These were the first words which came out of the mouth of Cheryl Miller yesterday, as she celebrated her newfound freedom after having spent 15 days incarcerated at Ward One of the St Ann’s Psychiatric Hospital.

On Friday, through the intervention of several attorneys hired by the Public Services Association, a writ of habeas corpus was filed and Miller, an accountant with the Ministry of Gender, Youth and Child Development, was ordered released from the mental institution into her sister’s care.

On March 21, Miller had been forcibly removed from her office by mental health workers following what she claimed was a case of her “standing up for her rights”. She had been kept there since then, despite protests from her co-workers and other concerned citizens.

When Sunday Newsday visited Miller at her home at Chinatown, Belmont yesterday, she had just minutes before awakened from a deep sleep and said she was extremely happy to be home, especially in time to celebrate the Easter holiday with her family and friends.

Happy to be reunited with her three pet cats — Jub Jub, Rainbow and Jungle — Miller smiled and laughed as the cats, too, seemed equally happy to have Miller back as they played in between her feet as she stood in the gallery of her home chatting with Sunday Newsday.

As her sister Doreen looked on and smiled during the interview yesterday, Miller recalled the nightmare of being locked up at St Ann’s and revealed how her life has changed since that eventful day.

“I am getting accustomed to being back home because it was a kind of prison I was in,” she said.

Miller told Sunday Newsday she now knows the meaning of freedom, as hers had been illegally curtailed and up to now she does not know why.

“I could not even open a window and now being back home, I have that freedom to move around, to walk and talk as I want again,” Miller said.

Miller said six months ago, she was transferred from the Ministry of Sport to her current posting at the Ministry of Gender, Youth and Child Development and that since then to now, she has been a victim of “harassment” by a female co-worker. Miller said although she had not taken any steps to file a formal complaint against the woman, she had mentioned the matter several times to senior persons in the hope that it could be resolved. However, when nothing was done, Miller said she spoke up about it one day in her office.

“I just spoke my mind and stood up for myself,” she said.

Grateful for the outpouring of support she has received, not only from her colleagues but the public at large, Miller said she has also been receiving calls from persons living in the US who have been following the matter on the internet.

“It feels good to know people care about you and what you are going through,” she said, adding, “I have continued to pray and thank God for giving me the strength and courage to deal with it.”

Acknowledging that it was Newsday who had first broken the story about her plight, Miller said she was not worried about her future and intends to meet with the ministry’s Human Resource Officer on Tuesday when she returns to her workplace.
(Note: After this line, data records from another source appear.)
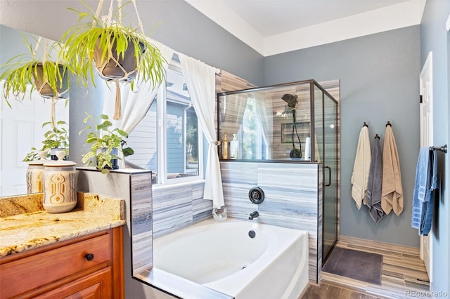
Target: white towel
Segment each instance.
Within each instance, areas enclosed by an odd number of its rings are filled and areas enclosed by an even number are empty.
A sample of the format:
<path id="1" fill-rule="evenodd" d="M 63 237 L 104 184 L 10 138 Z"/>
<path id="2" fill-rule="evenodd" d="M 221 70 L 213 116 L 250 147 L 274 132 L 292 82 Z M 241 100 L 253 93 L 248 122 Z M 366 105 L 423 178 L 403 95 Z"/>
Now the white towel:
<path id="1" fill-rule="evenodd" d="M 382 188 L 381 208 L 387 214 L 394 209 L 399 215 L 403 211 L 403 187 L 400 160 L 390 126 L 386 126 L 382 151 Z"/>
<path id="2" fill-rule="evenodd" d="M 353 165 L 352 175 L 352 197 L 356 203 L 358 210 L 361 203 L 366 204 L 366 192 L 367 192 L 367 180 L 371 167 L 371 142 L 368 138 L 368 128 L 364 126 L 359 132 L 356 155 Z"/>

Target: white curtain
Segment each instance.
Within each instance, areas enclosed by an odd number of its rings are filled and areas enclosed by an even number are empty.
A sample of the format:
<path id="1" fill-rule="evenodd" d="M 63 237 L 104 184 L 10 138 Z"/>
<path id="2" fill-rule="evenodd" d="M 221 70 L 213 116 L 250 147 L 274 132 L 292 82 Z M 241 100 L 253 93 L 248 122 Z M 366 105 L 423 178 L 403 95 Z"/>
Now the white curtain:
<path id="1" fill-rule="evenodd" d="M 274 141 L 274 108 L 272 100 L 261 93 L 253 95 L 256 104 L 256 117 L 258 126 L 262 131 L 266 142 L 266 159 L 272 159 L 272 143 Z"/>
<path id="2" fill-rule="evenodd" d="M 225 204 L 215 137 L 216 69 L 183 54 L 179 58 L 191 100 L 208 142 L 203 198 L 212 200 L 213 208 L 219 208 Z"/>
<path id="3" fill-rule="evenodd" d="M 149 41 L 160 49 L 160 52 L 167 63 L 165 63 L 165 72 L 167 71 L 170 61 L 174 55 L 174 51 L 165 45 L 153 40 Z M 122 107 L 122 119 L 115 121 L 110 117 L 110 121 L 115 128 L 119 128 L 129 134 L 146 116 L 148 108 L 153 102 L 153 100 L 158 92 L 160 85 L 153 86 L 150 81 L 146 82 L 140 81 L 134 83 L 134 90 L 131 91 L 130 84 L 122 84 L 120 86 L 120 97 Z M 114 99 L 115 98 L 115 86 L 111 84 L 105 91 L 105 100 L 103 101 L 103 114 L 108 116 L 114 114 Z M 120 153 L 121 160 L 119 160 L 120 168 L 125 168 L 125 160 L 122 152 Z"/>

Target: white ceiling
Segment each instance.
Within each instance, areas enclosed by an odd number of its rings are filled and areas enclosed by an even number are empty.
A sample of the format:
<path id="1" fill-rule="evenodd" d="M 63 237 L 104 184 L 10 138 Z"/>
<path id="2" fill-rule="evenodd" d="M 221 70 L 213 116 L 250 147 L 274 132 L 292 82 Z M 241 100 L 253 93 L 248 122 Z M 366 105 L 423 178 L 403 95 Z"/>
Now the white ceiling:
<path id="1" fill-rule="evenodd" d="M 93 8 L 98 1 L 84 1 Z M 136 2 L 146 11 L 153 1 Z M 420 24 L 426 0 L 184 1 L 269 56 Z M 84 9 L 78 0 L 0 0 L 0 24 L 58 40 L 77 22 L 68 7 Z"/>
<path id="2" fill-rule="evenodd" d="M 425 0 L 185 0 L 267 56 L 420 24 Z"/>

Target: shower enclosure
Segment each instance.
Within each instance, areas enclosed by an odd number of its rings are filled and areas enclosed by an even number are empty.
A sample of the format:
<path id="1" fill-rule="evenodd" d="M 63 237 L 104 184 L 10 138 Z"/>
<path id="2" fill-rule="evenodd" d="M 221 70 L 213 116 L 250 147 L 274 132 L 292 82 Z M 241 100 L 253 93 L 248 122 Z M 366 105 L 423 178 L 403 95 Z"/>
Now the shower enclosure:
<path id="1" fill-rule="evenodd" d="M 336 91 L 335 84 L 333 88 Z M 330 92 L 312 79 L 217 94 L 221 161 L 322 168 L 322 263 L 338 233 L 338 105 Z"/>

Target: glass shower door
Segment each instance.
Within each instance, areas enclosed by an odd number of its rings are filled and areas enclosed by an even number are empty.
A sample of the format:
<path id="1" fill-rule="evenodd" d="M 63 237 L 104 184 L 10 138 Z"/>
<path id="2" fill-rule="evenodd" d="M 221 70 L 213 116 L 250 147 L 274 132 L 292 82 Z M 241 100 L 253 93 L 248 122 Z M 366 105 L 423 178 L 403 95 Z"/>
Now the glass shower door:
<path id="1" fill-rule="evenodd" d="M 324 261 L 338 241 L 337 103 L 323 94 L 323 243 Z"/>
Revealing that the permanent secretary had visited her and has asked her to comply with “the regulation given”, Miller would only say that meant “I should take my medication.”
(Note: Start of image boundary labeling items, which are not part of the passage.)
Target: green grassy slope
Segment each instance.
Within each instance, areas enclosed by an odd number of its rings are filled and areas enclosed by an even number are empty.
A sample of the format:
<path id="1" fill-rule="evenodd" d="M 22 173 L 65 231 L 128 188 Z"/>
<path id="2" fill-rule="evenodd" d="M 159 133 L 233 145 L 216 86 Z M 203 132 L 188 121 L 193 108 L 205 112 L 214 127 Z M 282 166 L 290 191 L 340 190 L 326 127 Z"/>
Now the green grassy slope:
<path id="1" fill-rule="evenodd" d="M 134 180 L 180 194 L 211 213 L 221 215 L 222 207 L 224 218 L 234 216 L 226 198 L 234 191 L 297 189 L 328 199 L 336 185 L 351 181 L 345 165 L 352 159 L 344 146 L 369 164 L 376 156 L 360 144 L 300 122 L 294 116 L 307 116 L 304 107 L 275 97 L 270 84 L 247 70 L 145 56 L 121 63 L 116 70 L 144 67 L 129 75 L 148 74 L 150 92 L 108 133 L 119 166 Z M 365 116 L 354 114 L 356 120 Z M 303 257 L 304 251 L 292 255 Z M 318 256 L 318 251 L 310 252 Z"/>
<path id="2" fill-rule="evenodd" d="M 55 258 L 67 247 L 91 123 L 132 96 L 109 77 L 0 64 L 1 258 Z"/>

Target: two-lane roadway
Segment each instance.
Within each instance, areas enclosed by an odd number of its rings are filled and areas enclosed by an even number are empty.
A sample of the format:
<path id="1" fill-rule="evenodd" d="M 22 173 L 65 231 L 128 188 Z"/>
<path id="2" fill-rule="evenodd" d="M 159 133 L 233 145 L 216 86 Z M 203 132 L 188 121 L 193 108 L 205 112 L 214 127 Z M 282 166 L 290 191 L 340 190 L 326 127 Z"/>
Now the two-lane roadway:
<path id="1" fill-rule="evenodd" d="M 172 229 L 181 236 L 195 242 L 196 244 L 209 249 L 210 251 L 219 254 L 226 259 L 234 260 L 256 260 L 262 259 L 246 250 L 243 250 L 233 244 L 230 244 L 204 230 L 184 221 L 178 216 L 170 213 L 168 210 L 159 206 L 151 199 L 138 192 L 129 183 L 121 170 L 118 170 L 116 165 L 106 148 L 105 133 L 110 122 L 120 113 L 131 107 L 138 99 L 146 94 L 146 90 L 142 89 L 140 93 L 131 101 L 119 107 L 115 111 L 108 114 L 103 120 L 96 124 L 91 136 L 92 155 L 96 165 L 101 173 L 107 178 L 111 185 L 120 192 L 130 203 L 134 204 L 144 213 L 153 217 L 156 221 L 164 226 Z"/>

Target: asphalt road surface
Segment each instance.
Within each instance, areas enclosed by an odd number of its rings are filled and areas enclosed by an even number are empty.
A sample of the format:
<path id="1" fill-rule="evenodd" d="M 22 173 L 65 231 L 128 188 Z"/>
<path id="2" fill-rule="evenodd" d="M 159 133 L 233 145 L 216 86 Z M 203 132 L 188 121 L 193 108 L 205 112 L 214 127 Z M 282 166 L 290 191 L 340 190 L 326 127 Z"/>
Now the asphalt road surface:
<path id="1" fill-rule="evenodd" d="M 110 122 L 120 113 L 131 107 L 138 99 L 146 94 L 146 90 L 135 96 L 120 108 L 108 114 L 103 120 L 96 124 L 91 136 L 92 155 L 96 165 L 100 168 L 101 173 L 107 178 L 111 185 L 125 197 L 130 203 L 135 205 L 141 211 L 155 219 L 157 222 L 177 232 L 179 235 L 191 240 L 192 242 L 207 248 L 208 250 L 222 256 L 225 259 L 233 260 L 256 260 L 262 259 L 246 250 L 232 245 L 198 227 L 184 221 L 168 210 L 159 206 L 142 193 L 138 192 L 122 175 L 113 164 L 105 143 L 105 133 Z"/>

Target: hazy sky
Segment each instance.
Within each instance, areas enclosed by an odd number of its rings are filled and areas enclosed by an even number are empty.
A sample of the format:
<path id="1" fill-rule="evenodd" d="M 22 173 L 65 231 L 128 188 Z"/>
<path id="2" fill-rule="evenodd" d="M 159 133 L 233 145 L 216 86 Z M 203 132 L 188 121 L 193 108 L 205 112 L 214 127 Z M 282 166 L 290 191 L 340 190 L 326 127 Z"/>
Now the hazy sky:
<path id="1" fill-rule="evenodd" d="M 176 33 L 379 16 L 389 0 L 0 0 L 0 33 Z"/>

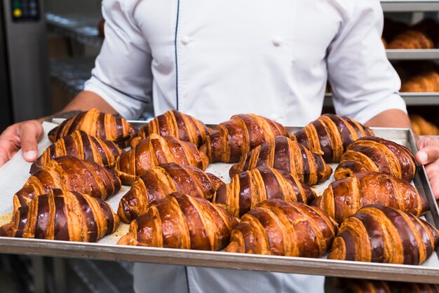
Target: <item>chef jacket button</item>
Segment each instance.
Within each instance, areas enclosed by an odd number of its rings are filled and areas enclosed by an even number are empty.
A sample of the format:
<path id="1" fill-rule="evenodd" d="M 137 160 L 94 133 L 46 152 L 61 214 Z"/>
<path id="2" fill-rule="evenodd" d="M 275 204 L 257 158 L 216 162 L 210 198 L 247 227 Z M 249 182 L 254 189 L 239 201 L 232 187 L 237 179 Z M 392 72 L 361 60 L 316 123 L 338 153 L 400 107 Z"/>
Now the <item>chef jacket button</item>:
<path id="1" fill-rule="evenodd" d="M 276 46 L 276 47 L 278 47 L 279 46 L 281 46 L 281 43 L 282 43 L 282 39 L 280 37 L 276 36 L 273 38 L 273 45 Z"/>
<path id="2" fill-rule="evenodd" d="M 188 36 L 182 36 L 182 43 L 183 45 L 187 45 L 191 41 L 191 39 Z"/>

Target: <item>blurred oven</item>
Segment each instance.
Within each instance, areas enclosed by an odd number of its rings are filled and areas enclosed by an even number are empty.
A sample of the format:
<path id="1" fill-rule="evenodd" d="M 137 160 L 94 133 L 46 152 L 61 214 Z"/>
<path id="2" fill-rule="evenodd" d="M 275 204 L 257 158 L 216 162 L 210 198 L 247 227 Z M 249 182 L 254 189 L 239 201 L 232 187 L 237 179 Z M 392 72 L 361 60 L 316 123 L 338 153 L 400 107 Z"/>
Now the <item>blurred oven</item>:
<path id="1" fill-rule="evenodd" d="M 42 1 L 0 5 L 0 131 L 50 111 L 48 60 Z"/>

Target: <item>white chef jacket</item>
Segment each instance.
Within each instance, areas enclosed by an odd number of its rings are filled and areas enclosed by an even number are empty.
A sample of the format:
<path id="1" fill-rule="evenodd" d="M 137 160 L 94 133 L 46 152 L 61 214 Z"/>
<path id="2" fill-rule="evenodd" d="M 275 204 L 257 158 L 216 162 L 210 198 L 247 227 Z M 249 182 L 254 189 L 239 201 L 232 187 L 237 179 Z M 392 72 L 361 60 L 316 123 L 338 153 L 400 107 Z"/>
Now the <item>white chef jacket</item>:
<path id="1" fill-rule="evenodd" d="M 379 0 L 104 0 L 105 41 L 85 89 L 127 118 L 147 103 L 206 123 L 255 113 L 284 125 L 320 114 L 365 123 L 406 111 L 381 43 Z M 323 292 L 322 277 L 137 264 L 142 292 Z"/>
<path id="2" fill-rule="evenodd" d="M 104 0 L 105 41 L 85 89 L 136 118 L 177 109 L 205 123 L 255 113 L 289 125 L 405 111 L 381 42 L 379 0 Z M 154 77 L 153 77 L 154 76 Z"/>

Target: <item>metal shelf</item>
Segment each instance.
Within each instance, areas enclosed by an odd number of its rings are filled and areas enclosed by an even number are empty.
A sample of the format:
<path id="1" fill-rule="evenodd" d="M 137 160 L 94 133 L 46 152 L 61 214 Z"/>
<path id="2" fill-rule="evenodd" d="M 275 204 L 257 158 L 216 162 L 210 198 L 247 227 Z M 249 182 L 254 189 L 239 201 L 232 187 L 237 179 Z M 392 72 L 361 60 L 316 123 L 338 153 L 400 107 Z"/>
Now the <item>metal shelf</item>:
<path id="1" fill-rule="evenodd" d="M 384 12 L 439 11 L 437 0 L 381 0 Z"/>
<path id="2" fill-rule="evenodd" d="M 91 76 L 95 59 L 95 57 L 81 57 L 50 60 L 50 79 L 71 97 L 75 97 L 83 90 L 84 83 Z M 154 116 L 153 104 L 150 103 L 147 105 L 140 119 L 147 121 Z"/>
<path id="3" fill-rule="evenodd" d="M 439 59 L 439 49 L 386 49 L 389 60 L 415 60 Z"/>
<path id="4" fill-rule="evenodd" d="M 50 32 L 76 40 L 93 48 L 100 48 L 104 38 L 99 35 L 97 26 L 102 19 L 100 14 L 46 14 Z"/>
<path id="5" fill-rule="evenodd" d="M 439 106 L 439 93 L 400 93 L 407 106 Z M 332 95 L 325 94 L 323 106 L 330 107 Z"/>
<path id="6" fill-rule="evenodd" d="M 83 90 L 94 64 L 94 57 L 50 60 L 50 78 L 54 83 L 74 97 Z"/>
Asked what medication she had been placed on and what medical condition she had been diagnosed with, Miller declined comment.

Instead, she said, “I don’t know what will happen and what God has planned for me, but I am not afraid.”

She added, “I am catching myself and feeling a little better everyday.”

Many have questioned the manner in which Miller was forcibly removed from her office and taken to St Ann’s, especially given the absence of any previous diagnosis that she had mental problems.

Yesterday, Miller’s sister, Doreen, also told Sunday Newsday that while she is extremely relieved and glad to have her sister back home, she does not want anyone labelling Miller a mad person.

“My sister is not mad or violent, she just spoke her mind and they just came and took her and lock her up,” Doreen said.

Extending their heartfelt thanks to Miller’s two colleagues who “had stood up with Cheryl” about what happened on that fateful day, both Doreen and Cheryl said they were honest and truthful with the authorities.

Unsure of how her long holiday weekend would go, Miller said she is also hoping to make it to church to praise God and give thanks.